Here Agnes suffered the very worst scare of the whole adventure. Something cold and wet was thrust against her hand!
She almost screamed aloud. She would have screamed, only the fright of it made her lose her voice. She swung there, clinging to the doorknob, about to fall fainting to the floor, when a bulky object pushed by her and she heard Tom Jonah’s whine.
“Oh! You dear, old, foolish, mean, silly thing!” gasped Agnes. “How you scared me. I’ll never forgive you, Tom Jonah! But I’m so glad it’s only you.”
This she whispered, while she hugged the shaggy dog. Tom Jonah had evidently found it too cold for comfort outside the house, and hearing her at the door had come to beg entrance for the night.
She let him into the kitchen and then, as she went back to the door, she was suddenly smitten with this thought:
“If that boy went out of that door, Tom Jonah must have known him!”
The old dog had known him so well that he made no objection to his being about the old Corner House. There was but one boy in the world whom Tom Jonah would allow to do such a thing. That was Neale O’Neil.

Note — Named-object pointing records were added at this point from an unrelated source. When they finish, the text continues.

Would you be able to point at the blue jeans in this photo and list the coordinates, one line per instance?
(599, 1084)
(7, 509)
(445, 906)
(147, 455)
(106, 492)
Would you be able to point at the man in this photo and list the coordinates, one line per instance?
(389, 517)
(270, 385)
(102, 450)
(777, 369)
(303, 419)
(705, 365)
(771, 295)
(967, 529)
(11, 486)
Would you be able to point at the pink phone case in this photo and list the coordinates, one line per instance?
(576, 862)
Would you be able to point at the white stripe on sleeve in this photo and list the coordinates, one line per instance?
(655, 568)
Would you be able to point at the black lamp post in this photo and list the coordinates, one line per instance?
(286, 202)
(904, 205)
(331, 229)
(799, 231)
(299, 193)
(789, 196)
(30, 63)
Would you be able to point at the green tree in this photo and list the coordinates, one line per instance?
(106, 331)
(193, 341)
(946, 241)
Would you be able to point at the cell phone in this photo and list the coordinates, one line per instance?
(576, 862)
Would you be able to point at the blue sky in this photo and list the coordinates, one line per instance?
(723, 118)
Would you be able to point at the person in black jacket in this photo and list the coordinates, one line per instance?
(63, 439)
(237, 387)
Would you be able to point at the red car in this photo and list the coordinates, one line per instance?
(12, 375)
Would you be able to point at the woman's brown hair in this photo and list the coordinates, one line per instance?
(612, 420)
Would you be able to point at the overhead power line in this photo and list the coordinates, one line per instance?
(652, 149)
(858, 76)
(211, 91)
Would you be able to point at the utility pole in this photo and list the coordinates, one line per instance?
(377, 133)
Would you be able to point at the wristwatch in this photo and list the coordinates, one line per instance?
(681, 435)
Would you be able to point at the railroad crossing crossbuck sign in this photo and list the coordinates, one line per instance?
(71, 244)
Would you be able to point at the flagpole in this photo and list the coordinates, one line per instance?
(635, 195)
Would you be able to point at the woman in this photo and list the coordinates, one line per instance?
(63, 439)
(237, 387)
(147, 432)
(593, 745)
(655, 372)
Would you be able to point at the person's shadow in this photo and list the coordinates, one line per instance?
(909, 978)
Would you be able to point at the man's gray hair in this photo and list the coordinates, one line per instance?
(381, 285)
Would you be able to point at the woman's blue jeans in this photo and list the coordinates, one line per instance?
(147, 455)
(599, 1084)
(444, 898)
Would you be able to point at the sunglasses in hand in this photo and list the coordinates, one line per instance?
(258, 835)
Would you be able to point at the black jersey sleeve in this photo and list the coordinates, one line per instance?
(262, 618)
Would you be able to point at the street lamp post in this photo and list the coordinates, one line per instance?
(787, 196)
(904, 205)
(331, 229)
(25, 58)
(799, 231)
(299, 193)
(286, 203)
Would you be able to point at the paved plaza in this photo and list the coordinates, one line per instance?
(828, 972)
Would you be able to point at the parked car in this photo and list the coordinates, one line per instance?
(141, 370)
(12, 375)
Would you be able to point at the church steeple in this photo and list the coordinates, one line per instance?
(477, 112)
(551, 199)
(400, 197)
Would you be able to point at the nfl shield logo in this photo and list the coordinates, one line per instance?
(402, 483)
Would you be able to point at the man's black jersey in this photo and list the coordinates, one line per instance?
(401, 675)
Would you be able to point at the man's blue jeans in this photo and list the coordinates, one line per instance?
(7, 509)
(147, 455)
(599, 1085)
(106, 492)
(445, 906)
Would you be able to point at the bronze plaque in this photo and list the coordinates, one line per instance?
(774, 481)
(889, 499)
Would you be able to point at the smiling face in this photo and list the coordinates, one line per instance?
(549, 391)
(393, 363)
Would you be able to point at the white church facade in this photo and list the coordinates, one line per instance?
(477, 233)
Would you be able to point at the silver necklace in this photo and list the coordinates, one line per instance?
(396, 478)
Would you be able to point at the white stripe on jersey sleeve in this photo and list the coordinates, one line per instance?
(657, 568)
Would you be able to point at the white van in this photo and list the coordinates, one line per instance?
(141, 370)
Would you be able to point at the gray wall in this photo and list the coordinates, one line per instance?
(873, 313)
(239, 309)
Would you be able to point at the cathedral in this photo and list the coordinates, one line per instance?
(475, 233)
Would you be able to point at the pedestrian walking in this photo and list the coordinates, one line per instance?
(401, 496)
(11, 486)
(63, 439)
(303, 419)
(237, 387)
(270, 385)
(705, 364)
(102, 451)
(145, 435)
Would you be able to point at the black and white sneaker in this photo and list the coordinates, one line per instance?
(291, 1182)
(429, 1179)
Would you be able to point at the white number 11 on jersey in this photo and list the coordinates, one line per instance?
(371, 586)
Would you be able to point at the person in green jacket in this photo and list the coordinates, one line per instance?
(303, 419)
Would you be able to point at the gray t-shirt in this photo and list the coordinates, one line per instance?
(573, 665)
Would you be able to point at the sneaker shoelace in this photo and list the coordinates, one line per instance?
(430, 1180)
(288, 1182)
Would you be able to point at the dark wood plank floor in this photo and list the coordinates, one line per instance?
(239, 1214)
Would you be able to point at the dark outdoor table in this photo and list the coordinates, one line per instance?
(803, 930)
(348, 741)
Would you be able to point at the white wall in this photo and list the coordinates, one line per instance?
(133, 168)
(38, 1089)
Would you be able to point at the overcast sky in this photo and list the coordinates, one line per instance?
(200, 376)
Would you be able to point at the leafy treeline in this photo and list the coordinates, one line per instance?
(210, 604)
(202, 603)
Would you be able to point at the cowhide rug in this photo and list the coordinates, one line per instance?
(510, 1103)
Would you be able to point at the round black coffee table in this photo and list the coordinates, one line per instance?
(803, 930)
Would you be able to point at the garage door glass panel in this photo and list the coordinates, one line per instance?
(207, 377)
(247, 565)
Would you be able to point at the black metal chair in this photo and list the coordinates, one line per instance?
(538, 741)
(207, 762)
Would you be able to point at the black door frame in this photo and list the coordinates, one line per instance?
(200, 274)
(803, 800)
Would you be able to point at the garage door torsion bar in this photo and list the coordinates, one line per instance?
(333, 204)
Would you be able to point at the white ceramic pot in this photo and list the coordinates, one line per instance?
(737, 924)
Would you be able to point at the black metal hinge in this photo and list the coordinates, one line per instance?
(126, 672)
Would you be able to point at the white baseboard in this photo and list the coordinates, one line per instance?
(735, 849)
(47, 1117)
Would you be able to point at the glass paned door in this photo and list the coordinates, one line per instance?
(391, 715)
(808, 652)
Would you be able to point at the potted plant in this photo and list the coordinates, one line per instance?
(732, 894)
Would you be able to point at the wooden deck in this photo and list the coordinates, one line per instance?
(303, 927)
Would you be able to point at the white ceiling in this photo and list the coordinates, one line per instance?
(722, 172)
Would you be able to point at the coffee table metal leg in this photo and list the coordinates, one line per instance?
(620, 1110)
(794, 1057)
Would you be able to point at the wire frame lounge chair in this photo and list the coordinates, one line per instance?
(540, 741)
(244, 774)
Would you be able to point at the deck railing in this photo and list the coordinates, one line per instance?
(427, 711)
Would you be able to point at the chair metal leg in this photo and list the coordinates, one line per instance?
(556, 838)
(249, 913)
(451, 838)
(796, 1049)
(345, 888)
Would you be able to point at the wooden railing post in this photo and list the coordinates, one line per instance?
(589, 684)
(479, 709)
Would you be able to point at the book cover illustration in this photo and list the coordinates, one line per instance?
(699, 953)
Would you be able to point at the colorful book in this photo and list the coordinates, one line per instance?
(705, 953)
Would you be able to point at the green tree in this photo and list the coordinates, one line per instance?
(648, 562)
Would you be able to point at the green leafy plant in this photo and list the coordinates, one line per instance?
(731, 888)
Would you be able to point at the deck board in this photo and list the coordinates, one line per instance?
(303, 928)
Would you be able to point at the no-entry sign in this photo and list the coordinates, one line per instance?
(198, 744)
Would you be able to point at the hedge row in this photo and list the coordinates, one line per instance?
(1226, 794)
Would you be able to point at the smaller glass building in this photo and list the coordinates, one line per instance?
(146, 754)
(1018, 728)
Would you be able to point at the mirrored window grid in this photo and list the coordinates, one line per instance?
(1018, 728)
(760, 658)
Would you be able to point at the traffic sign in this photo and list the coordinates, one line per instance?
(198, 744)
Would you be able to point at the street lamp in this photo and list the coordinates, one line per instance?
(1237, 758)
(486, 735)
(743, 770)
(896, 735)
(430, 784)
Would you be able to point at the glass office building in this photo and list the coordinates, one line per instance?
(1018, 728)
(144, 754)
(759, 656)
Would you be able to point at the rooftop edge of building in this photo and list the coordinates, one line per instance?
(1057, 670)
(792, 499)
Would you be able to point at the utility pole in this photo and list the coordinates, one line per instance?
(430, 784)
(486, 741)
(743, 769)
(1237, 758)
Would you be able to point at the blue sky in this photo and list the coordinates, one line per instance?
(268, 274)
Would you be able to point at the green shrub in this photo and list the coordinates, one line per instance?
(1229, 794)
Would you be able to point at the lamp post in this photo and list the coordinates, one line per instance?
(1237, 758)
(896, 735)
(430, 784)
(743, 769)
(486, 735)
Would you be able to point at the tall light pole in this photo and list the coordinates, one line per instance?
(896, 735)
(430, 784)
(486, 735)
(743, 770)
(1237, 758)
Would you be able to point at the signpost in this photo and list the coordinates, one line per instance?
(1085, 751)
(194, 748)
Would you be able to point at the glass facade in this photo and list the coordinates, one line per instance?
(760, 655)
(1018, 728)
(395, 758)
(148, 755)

The thought gave Agnes Kenway a feeling of dire dismay. She could not understand it. She could not believe it.
Yet she was sure the boy had gone out by this door. But how he had first got into the house was a mystery beyond her divination.
At once she shot the bolt again. Once out, the youthful marauder, whoever he was, should stay out, as far as this particular means of entrance was concerned.